The fifth session raised questions about how lynching has affected indigenous populations. THOMAS BROWN and LEAH SIMS (Alamo Colleges, Northeast Lakeview College, Texas) presented a paper on “legal imperialism” and lynching among American Indian nations. Because Indian concepts of crime and punishment often clashed and competed with British and U.S. laws, respectively, the lines between legal and extralegal executions became constantly blurred. Presenting three case studies from three centuries, Brown and Sims demonstrated how the modern Anglo-American colonial state expanded its jurisdictions over Indian nations.

VICTORIA GRIEVES (University of Sydney) argued that Australian Aboriginal people suffered from racist oppression and violence similar to the Jim Crow system in the Southern United States. White settlers in Australia shared the universal white supremacist anxieties about interracial sexual unions, especially between black men and white women, and tried to make Aboriginal men subservient by violence. Grieves discussed several case studies of white violence against Aboriginal men, including police violence, in order to demonstrate the extent to which lynchings and other forms of extralegal violence have been instrumental in preserving white supremacy in Australia.

The sixth session provided insights into the relation between lynching and class conflict. JOËL MICHEL (French National Assembly, Paris) linked French ideals of popular justice to the legacy of the French Revolution and to working-class ideals of social justice. Michel used two case studies, one from 1886 and the other from 1972, as evidence for the practice and rhetoric of working-class militancy vis-à-vis “bourgeois” perpetrators of crimes against the people. Voiced by leftist intellectuals, such as Michel Foucault and Jean-Paul Sartre, calls for popular justice have often articulated distrust in bourgeois democracy and its criminal justice system at large.

Concentrating on lynchings in Peru in the late-nineteenth and early-twentieth centuries, HINNERK ONKEN (University of Cologne) also emphasized the class-character of extralegal killings perpetrated by indigenous people, Chinese “coolies,” and agricultural and industrial workers. Onken qualified these acts as subaltern resistance aimed at securing justice for the poor and oppressed, who could not expect redress from the state. Such practices, he pointed out, raise thorny ethical questions about the legitimacy of popular justice.

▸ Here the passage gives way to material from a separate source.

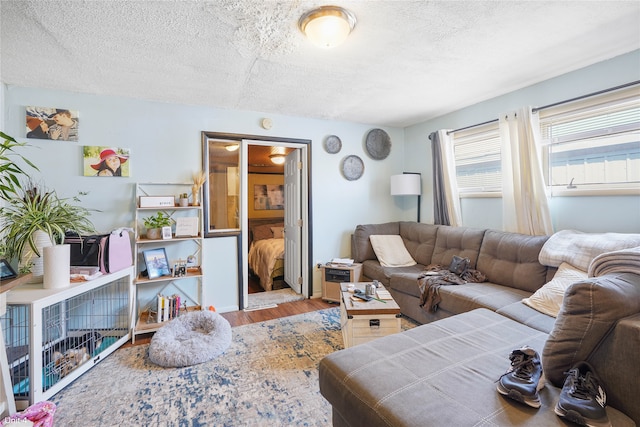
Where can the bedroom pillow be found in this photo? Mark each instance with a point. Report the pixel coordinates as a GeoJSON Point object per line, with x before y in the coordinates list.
{"type": "Point", "coordinates": [391, 251]}
{"type": "Point", "coordinates": [548, 299]}
{"type": "Point", "coordinates": [261, 232]}
{"type": "Point", "coordinates": [278, 232]}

Lynching and communal punishment have often been closely linked to political terror. Racial violence in the Reconstruction American South is an important case in point, as MICHAEL FELLMAN (Simon Fraser University, Vancouver) demonstrated in his paper on the White Line movement in Mississippi. Lynching and mob violence against the former slaves were part of an organized paramilitary campaign that sought to destroy the interracial Republican Party and to re-establish the political power of Confederate elites. Arguably, the death toll of lynch law and racist violence was much higher during Reconstruction than it was in the 1890s, a fact that is overlooked by many historians of lynching that focus on the late nineteenth century.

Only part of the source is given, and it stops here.